Furthermore, it is embellished with some bravura performances. Vikrant Massey has always been first-rate, be it in ‘Lootera’ or ‘Dil Dhadakne Do’ or in the recently released ‘Half Girlfriend’. But he goes many notches higher here. He has worked very hard in getting Shutu’s anguish right and it shows. And his dialogue delivery is impeccable. Kalki Koechlin initially doesn’t make that much of an impact but later on, she stands out. She delivers a splendid performance – the way she behaves in the party scene and later on is damn good. Hats off to this actress who never disappoints! Ranvir Shorey is impressive and plays the part of the troublemaker very well. He has a crucial part in the climax and does very well. Tillotama Shome (who recently rocked in ‘Hindi Medium’) manages to impress and stand out in the midst of so many talented people. Again, here’s an actress who has been consistently doing great job and here’s hoping this project gives her the much needed widespread fame! Gulshan Devaiah as always is very dependable. He rocks in two scenes – one where is trying to teach driving and the other when he fights with Bonnie. And his look is damn good – he looks every inch a Bengali babu of the 70s! Jim Sarbh, who rocked as the terrorist in Neerja, is very good in a supporting role. Tanuja is very nice while late Om Puri leaves a huge mark. The way he infuses humour in the pre-climax unexpectedly is a masterstroke!
Sagar Desai’s music is minimal but very impactful. Sirsha Ray’s cinematography is simple and very effective. The way the eeriness of the house and the outdoor locations are captured is praiseworthy. Siddharth Sirohi’s production design and Rohit Chaturvedi’s costumes deserve maximum praise – both are hugely responsible for bringing alive the authenticity. Arif Shaikh’s editing is fine but one wishes that at places, it was a bit faster.

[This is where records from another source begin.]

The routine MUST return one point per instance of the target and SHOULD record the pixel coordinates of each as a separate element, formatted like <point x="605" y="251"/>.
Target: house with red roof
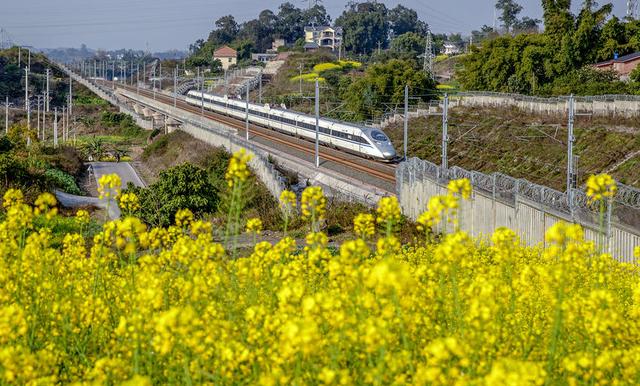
<point x="623" y="65"/>
<point x="227" y="56"/>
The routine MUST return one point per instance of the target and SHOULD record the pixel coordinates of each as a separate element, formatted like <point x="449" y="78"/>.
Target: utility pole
<point x="445" y="135"/>
<point x="154" y="83"/>
<point x="70" y="95"/>
<point x="427" y="65"/>
<point x="44" y="119"/>
<point x="317" y="124"/>
<point x="27" y="105"/>
<point x="260" y="88"/>
<point x="6" y="116"/>
<point x="38" y="119"/>
<point x="300" y="77"/>
<point x="46" y="98"/>
<point x="64" y="124"/>
<point x="55" y="127"/>
<point x="406" y="120"/>
<point x="202" y="100"/>
<point x="246" y="113"/>
<point x="570" y="140"/>
<point x="175" y="86"/>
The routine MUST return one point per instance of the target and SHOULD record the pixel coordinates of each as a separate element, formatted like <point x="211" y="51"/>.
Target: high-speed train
<point x="368" y="142"/>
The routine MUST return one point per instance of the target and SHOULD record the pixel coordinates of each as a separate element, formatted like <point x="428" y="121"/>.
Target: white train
<point x="365" y="141"/>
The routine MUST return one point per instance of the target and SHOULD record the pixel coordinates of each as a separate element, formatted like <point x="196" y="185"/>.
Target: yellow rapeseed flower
<point x="238" y="171"/>
<point x="254" y="225"/>
<point x="313" y="203"/>
<point x="460" y="186"/>
<point x="128" y="202"/>
<point x="364" y="225"/>
<point x="45" y="205"/>
<point x="12" y="197"/>
<point x="109" y="186"/>
<point x="600" y="186"/>
<point x="388" y="210"/>
<point x="184" y="217"/>
<point x="287" y="199"/>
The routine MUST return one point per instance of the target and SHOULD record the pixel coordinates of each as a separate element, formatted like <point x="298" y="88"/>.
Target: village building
<point x="622" y="65"/>
<point x="322" y="37"/>
<point x="227" y="56"/>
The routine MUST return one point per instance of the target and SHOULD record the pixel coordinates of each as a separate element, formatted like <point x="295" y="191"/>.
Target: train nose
<point x="389" y="154"/>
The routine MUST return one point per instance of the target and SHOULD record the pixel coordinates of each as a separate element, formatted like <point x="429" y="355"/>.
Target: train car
<point x="365" y="141"/>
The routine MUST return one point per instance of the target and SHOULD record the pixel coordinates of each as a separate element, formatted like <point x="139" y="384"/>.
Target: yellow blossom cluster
<point x="460" y="186"/>
<point x="141" y="306"/>
<point x="109" y="186"/>
<point x="600" y="186"/>
<point x="364" y="225"/>
<point x="238" y="171"/>
<point x="313" y="204"/>
<point x="128" y="202"/>
<point x="82" y="217"/>
<point x="287" y="200"/>
<point x="45" y="205"/>
<point x="254" y="225"/>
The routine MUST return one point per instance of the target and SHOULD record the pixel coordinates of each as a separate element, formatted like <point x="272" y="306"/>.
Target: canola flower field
<point x="141" y="306"/>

The film is based on a short story by Konkona’s father Mukul Sharma and inspired by true events. This particular story is damn good – in fact, Mr Mukul even inspired ‘Ek Thi Daayan’. Must say here’s a person who seems to have some great stories! Konkona Sen Sharma’s writing is superior – especially for a debutant writer. Her direction is also amazing and it’s difficult to say that it’s by a first timer. The detailing, the character sketch, the way the bygone era is brought alive – everything is just so right and nicely done.
Some of the best scenes:
1. The youngsters try to call a spirit
2. The youngsters play kabaddi
3. Nandu and Vikram go on a motorbike ride
4. Shutu sketches a tortoise
5. Nandu tries to teach driving
6 The party on Dec 31
7. Shutu and Mimi go on a ride and the drama later on
8. The climax
On the whole, ‘A Death In The Gunj’ is a great effort by debutant writer-director Konkona Sen Sharma. Moreover, she brings a talented cast together and all of them deliver fabulous performances. The way she brings alive a bygone era and manages to show it in the most authentic manner is praiseworthy. The film sadly is for niche audiences but here’s hoping, it manages to attract audiences in hordes, especially in multiplexes. The movie gradually grows on viewers and hence, it’s not a film that will be easily forgotten! Don’t miss the beginning of the film at any cost as it contains a vital element of the plot!